Este error (Operación no válida a través de subprocesos: Se tuvo acceso al control '..........' desde un subproceso distinto a aquel en que lo creó)  me apareció en el proyecto que estoy haciendo con Visual Studio en Windows Forms en dos ocasiones. La primera, que es la que pude solucionar, ocurre el error cuando trato de escribir en un masked textbox.
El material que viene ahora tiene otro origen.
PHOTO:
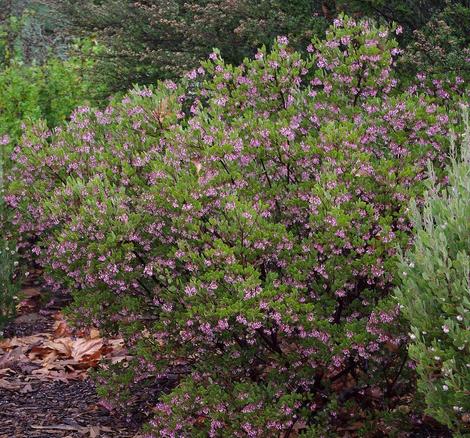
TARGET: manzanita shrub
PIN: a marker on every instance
(241, 233)
(8, 251)
(435, 293)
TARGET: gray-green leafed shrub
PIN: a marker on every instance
(435, 293)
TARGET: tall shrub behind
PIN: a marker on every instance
(435, 293)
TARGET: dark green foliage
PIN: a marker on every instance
(435, 294)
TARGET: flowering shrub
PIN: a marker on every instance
(435, 294)
(242, 234)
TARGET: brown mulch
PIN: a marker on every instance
(52, 396)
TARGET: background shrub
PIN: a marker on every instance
(435, 293)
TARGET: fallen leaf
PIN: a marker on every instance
(94, 333)
(10, 386)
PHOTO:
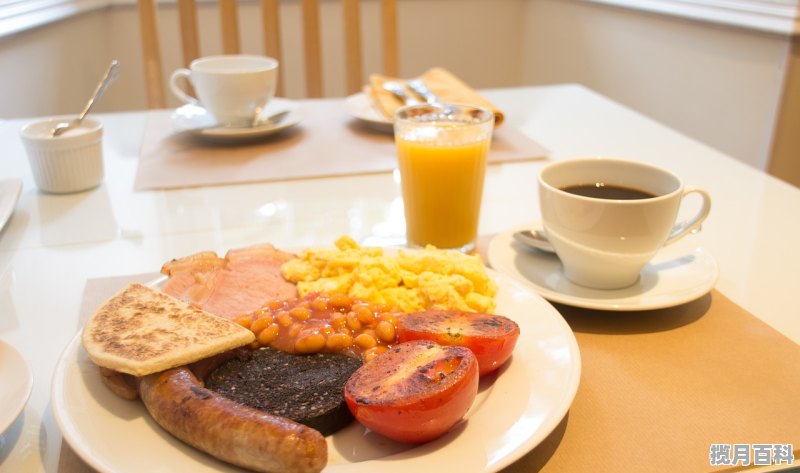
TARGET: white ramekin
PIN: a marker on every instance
(71, 162)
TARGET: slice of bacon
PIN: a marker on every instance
(243, 281)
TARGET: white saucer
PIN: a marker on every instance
(9, 194)
(17, 382)
(195, 120)
(360, 106)
(679, 273)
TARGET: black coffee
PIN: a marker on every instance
(606, 191)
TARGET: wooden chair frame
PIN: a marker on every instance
(270, 18)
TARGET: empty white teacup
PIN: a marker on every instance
(234, 89)
(607, 217)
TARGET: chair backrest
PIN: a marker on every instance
(270, 18)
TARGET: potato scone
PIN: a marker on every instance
(142, 330)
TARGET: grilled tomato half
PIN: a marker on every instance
(415, 391)
(490, 337)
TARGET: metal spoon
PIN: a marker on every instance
(111, 73)
(534, 239)
(419, 87)
(399, 91)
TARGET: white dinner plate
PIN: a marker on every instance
(9, 194)
(514, 410)
(679, 273)
(360, 106)
(16, 382)
(197, 121)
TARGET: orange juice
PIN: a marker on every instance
(442, 186)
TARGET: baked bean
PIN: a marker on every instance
(323, 322)
(340, 301)
(365, 341)
(269, 334)
(352, 321)
(365, 315)
(310, 343)
(285, 319)
(260, 324)
(300, 313)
La solución que encontré en Internet y funciona es esta: 

//El error se soluciona en este caso con un delegado
internal delegate void DelegadoEscribir(string Elemento);

//Así se escribe de forma segura un dato en mtbTDatoTxA
this.DelegadoTDatoTxA(LeerPuerto);

//El método
public void DelegadoTDatoTxA(string Elemento)
        {
if (this.mtbTDatoTxA.InvokeRequired)
            {
DelegadoEscribir MyDelegado = new DelegadoEscribir(DelegadoTDatoTxA);
                this.Invoke(MyDelegado, new object[] { Elemento });
            }
else
            {
this.mtbTDatoTxA.Text = Convert.ToString(Elemento);
            }
        }

     Ahora el problema que tengo y no puedo solucionar es cuando quiero leer, en mi caso, el texto seleccionado de un combobox y compararlo en una sentencia if (Me aparece el mismo error de antes).

if (cbFormatoRxA.SelectedText == "Binario")
                {
                         ...........
                 }

     Escribo acá para pedir su ayuda ya que no encontré solución en Internet (Casi muero buscándola) y espero que me puedan ayudar.
     Gracias ya de antemano


----------